JUSTICE KENNEDY: Okay, the last is important. But just assume hypothetically that it's a wash, that the employer would be in about the same position if he paid the penalty and the employer pardon me, an employee went out and got the insurance and that the employee's wages were raised slightly and then it's and that it's a wash so far as the employer are concerned, other than the employer's religious objection, but just on the financial standpoint. Can we assume that as a hypothetical. Then what would your case be?
If Hobby Lobby were really indifferent between these two outcomes, would they be willing to spend all the money and time on fighting this case in court? There is the general issue of revealed preferences, and in this case employers are clearly indicating which choice they prefer by their actions. If it wasn't for the law, we know which choice they would prefer. We also know how that choice changes with the law in place.

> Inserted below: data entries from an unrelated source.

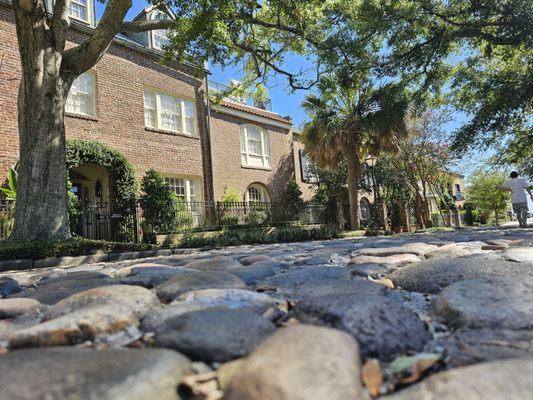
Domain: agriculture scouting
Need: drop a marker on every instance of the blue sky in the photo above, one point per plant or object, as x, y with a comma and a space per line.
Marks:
288, 103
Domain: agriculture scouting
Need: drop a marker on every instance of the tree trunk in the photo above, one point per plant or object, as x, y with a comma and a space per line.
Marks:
41, 207
354, 173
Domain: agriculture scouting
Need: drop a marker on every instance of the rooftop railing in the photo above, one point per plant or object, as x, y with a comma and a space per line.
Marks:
251, 101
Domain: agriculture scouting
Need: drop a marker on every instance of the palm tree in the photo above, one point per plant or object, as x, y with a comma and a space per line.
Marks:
348, 121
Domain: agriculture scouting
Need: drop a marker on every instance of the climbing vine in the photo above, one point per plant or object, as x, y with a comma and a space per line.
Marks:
122, 181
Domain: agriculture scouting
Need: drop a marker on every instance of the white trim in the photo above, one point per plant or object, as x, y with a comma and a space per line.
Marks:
94, 96
183, 120
250, 117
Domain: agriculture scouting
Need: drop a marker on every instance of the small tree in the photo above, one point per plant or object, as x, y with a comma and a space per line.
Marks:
159, 204
294, 203
485, 194
229, 198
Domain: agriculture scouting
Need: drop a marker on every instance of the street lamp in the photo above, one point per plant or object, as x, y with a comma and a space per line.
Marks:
371, 162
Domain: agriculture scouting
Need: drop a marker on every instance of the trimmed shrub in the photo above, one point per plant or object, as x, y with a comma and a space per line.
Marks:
39, 249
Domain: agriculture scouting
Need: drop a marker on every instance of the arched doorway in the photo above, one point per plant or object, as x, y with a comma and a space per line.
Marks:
257, 193
104, 183
366, 211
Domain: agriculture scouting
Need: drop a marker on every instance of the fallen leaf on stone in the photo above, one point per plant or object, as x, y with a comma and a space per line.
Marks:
468, 349
290, 321
409, 369
200, 387
383, 281
502, 343
372, 377
227, 371
265, 288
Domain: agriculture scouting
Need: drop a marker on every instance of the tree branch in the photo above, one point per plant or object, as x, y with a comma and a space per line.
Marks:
81, 58
143, 26
60, 22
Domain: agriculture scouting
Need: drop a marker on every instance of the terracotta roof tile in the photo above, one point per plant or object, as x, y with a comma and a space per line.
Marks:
256, 111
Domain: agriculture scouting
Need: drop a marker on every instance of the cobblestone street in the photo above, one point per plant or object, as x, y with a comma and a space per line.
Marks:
317, 320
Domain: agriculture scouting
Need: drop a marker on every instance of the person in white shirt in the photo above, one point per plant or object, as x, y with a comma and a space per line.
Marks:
517, 187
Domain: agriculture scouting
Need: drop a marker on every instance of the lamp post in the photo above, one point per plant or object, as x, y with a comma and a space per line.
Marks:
381, 214
371, 162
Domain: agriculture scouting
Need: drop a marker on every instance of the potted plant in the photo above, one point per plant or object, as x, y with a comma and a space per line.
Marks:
396, 219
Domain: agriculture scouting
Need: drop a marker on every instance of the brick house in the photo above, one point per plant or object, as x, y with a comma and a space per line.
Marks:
159, 118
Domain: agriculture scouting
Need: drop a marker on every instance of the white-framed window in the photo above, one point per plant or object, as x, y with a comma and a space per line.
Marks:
159, 36
305, 167
80, 9
82, 96
170, 113
187, 189
254, 146
257, 193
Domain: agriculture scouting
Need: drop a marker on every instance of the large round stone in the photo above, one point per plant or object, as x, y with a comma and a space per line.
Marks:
12, 308
254, 258
471, 346
382, 326
433, 275
215, 335
503, 303
8, 286
230, 298
258, 271
77, 327
153, 276
291, 280
519, 254
300, 362
395, 259
50, 291
174, 287
218, 263
134, 298
74, 373
507, 379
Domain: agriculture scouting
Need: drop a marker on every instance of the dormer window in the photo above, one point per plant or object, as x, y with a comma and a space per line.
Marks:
159, 36
80, 9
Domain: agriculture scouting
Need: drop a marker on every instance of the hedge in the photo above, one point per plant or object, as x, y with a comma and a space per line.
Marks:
40, 249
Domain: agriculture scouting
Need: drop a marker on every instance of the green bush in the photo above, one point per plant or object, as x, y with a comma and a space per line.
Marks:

Finally, Clement is clearly right that in order for Hobby Lobby's employees to be the same, they would not only have to have higher wages to compensate them for the lost insurance, but the firm would also have to pay $2,000 per employee. $2,000 per employee might not seem like much to the Justices, but say an employee is receiving $40,000 per year. Everything else equal in terms of insurance, would they be indifferent to their wages being cut by 5% to $38,000?